Alcatel Lucent Merger Under Fire
The two firms have moved fast since they formally announced their engagement in early April this year, appointing (and re-appointing) senior management, getting the green light from regulators, and deciding on a name for the combined company. (See Alcatel/Lucent Decide on New Name, Lucatel Names More Execs, Lucatel Clears Euro Hurdle, Quigley Steps Down as Lucatel COO, Inside Lucatel: Quigley's Not Mad at Pat, and Lucatel: New Team, Old Faces.)
Now just three hurdles remain. Next Thursday, September 7, sees the shareholders' meetings. Alcatel's is due to take place at the Palais Omnisports of Paris-Bercy at 2 p.m. Paris time (8 a.m. Eastern time); Lucent's at the DuPont Theatre in Wilmington, Del., at 11 a.m. Eastern. Then, some time in the next three months, the companies hope to get approval for their merger from the Committee on Foreign Investment in the United States (CFIUS) -- more on that later.
But with only days to go before shareholders have their say, opposition to the deal has emerged on both sides of the water, adding to the pressure already caused by the significant dip in the valuations of the two vendors since the merger proposal was announced.
Alcatel's share price today is $12.76, down more than 17 percent from the $15.40 price the stock commanded on April 2 when the deal was struck. Lucent's stock is also down over the same period: It's at $2.37 today, down about 23 percent from the $3.05 price on April 2.
Trouble down New Jersey way
In the U.S., the Superior Court of New Jersey, Law Division, Union County, will decide next Wednesday, September 6, whether it will grant an injunction to postpone the vendor's shareholder meeting
According to a Securities and Exchange Commission (SEC) filing made by Lucent, that court hearing is the latest move by plaintiffs in a class action known as "Resnick v. Lucent Technologies Inc. et al" that was originally filed on April 3. That class action represents Lucent shareholders who believe the proposed merger fails to "to maximize shareowner value in the transaction."
Lucent, though, reckons the meeting and merger will proceed as planned. "We believe the action is without merit, and we do not believe that the standards for granting an injunction will be met," says a Lucent spokesman. "Therefore, we do not expect this action to delay the shareholder vote related to our proposed merger with Alcatel or the timing of the completion of the merger. We intend to vigorously defend against such claims." The vendors remain "on track" to complete the merger before the year's end, he adds.

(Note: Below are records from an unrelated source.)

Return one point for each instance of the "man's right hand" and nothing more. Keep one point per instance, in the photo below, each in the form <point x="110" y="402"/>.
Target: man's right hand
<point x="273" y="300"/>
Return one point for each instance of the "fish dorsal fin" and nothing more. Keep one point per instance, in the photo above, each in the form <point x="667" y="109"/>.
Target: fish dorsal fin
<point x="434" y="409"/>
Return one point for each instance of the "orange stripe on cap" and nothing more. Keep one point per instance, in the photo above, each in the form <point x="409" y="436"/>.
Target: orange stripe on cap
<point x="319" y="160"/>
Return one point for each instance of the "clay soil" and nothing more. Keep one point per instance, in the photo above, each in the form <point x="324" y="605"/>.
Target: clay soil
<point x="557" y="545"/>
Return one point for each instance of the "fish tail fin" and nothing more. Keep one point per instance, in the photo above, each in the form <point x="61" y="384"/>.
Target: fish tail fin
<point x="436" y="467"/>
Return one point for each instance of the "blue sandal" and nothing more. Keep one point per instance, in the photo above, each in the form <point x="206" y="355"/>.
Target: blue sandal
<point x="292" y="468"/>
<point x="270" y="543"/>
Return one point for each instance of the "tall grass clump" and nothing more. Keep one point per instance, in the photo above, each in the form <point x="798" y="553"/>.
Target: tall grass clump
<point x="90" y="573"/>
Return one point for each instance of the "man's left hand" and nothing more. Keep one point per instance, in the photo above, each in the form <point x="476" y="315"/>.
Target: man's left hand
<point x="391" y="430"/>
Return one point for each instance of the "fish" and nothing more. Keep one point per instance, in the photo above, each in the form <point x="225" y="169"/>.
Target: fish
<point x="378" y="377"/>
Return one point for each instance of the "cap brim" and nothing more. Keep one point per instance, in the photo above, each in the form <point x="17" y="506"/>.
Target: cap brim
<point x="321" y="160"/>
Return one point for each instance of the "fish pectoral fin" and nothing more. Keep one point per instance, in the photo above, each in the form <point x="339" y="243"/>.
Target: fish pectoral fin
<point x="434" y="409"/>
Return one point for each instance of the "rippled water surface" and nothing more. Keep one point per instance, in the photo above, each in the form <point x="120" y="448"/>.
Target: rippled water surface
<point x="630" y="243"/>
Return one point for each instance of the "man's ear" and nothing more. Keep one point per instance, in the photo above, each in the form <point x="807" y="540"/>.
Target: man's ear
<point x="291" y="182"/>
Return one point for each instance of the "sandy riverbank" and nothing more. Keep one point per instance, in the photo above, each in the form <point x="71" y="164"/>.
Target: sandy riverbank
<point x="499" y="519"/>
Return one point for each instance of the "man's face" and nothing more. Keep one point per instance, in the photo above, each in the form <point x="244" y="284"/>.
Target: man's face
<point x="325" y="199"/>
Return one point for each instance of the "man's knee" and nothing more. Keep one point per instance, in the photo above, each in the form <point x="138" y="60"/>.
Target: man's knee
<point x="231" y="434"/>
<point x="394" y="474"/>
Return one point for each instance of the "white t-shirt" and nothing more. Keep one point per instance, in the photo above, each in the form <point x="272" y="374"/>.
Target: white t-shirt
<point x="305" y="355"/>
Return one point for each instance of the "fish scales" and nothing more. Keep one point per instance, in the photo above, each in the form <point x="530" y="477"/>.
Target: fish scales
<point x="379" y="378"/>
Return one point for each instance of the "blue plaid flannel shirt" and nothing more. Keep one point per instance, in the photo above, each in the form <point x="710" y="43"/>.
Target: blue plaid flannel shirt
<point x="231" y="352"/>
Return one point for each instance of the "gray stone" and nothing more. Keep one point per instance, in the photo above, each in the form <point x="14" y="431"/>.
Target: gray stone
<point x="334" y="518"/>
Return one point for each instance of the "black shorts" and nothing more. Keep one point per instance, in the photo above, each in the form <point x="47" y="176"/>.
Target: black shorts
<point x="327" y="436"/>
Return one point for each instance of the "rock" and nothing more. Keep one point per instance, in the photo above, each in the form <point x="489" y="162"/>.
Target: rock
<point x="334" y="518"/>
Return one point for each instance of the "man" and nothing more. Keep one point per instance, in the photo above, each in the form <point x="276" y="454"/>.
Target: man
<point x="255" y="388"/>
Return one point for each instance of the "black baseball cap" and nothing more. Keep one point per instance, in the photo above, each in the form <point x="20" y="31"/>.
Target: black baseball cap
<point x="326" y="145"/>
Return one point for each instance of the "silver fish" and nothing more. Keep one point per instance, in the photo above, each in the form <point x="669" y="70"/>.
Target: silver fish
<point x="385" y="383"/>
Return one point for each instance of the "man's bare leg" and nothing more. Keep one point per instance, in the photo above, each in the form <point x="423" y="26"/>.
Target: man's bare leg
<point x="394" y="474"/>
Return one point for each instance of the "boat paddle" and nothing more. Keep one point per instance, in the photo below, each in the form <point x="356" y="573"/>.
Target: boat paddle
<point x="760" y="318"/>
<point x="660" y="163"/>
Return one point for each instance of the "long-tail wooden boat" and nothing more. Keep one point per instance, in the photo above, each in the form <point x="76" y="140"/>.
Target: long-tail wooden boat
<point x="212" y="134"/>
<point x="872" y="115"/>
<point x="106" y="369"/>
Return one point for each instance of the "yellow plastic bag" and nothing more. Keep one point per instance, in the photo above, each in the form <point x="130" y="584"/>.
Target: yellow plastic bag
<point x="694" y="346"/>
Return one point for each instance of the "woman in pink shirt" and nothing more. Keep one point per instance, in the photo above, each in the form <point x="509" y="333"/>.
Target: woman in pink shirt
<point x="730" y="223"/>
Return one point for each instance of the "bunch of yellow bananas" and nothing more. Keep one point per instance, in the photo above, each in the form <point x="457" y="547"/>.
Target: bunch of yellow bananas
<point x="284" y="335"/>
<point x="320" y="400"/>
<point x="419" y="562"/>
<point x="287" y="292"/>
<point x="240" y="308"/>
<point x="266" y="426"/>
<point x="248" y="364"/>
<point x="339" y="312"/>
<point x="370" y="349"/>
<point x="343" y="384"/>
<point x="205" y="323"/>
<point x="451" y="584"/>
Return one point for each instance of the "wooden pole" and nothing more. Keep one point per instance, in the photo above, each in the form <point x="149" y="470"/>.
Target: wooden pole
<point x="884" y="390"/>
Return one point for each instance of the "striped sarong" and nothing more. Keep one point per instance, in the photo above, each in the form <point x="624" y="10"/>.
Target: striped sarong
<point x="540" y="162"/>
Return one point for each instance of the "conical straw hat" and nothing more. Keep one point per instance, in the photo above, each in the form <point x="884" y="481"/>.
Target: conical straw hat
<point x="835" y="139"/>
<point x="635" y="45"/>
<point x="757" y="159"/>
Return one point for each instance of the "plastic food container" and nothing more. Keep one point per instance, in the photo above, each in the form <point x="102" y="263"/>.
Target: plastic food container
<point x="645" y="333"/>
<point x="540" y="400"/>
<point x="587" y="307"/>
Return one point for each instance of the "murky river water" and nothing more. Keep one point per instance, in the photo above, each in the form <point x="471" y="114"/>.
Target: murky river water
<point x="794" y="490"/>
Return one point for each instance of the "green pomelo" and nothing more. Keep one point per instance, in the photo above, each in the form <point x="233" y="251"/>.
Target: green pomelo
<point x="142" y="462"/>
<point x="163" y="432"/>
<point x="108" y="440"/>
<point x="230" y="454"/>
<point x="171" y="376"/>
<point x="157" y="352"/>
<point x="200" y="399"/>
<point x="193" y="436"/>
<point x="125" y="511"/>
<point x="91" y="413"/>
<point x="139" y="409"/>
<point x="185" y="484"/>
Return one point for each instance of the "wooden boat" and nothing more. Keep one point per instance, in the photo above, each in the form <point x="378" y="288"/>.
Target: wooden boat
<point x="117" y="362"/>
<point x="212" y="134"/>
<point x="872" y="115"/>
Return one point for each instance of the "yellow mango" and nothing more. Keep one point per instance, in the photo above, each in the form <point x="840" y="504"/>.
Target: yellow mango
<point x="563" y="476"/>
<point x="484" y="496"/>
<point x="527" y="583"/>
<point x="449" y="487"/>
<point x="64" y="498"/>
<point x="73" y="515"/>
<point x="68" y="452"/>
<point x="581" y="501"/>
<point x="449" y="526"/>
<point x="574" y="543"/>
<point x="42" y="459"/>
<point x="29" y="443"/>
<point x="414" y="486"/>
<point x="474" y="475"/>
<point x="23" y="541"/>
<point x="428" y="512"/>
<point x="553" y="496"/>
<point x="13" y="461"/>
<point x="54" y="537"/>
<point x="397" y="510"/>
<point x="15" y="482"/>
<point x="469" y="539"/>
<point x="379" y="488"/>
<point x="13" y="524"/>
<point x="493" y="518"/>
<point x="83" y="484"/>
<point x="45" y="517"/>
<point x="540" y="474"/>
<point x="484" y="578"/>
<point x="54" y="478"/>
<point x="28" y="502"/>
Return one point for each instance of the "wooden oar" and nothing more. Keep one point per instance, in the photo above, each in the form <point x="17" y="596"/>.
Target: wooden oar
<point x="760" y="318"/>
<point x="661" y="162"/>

Should the meeting take place, the merger resolution requires a simple majority to be passed.
Lucent faces another class action suit, filed on May 4 in in the U.S. District Court of the Southern District of New York, known as "AR Maley Trust v. Lucent Technologies, et al," which also claims that the merger terms fail to maximize shareholder value, and alleges that Lucent and its directors "breached their fiduciary duties" as a result. Naturally, Lucent stated in an SEC filing that it "believes the action is without merit and that Lucent has substantial defenses to the claims."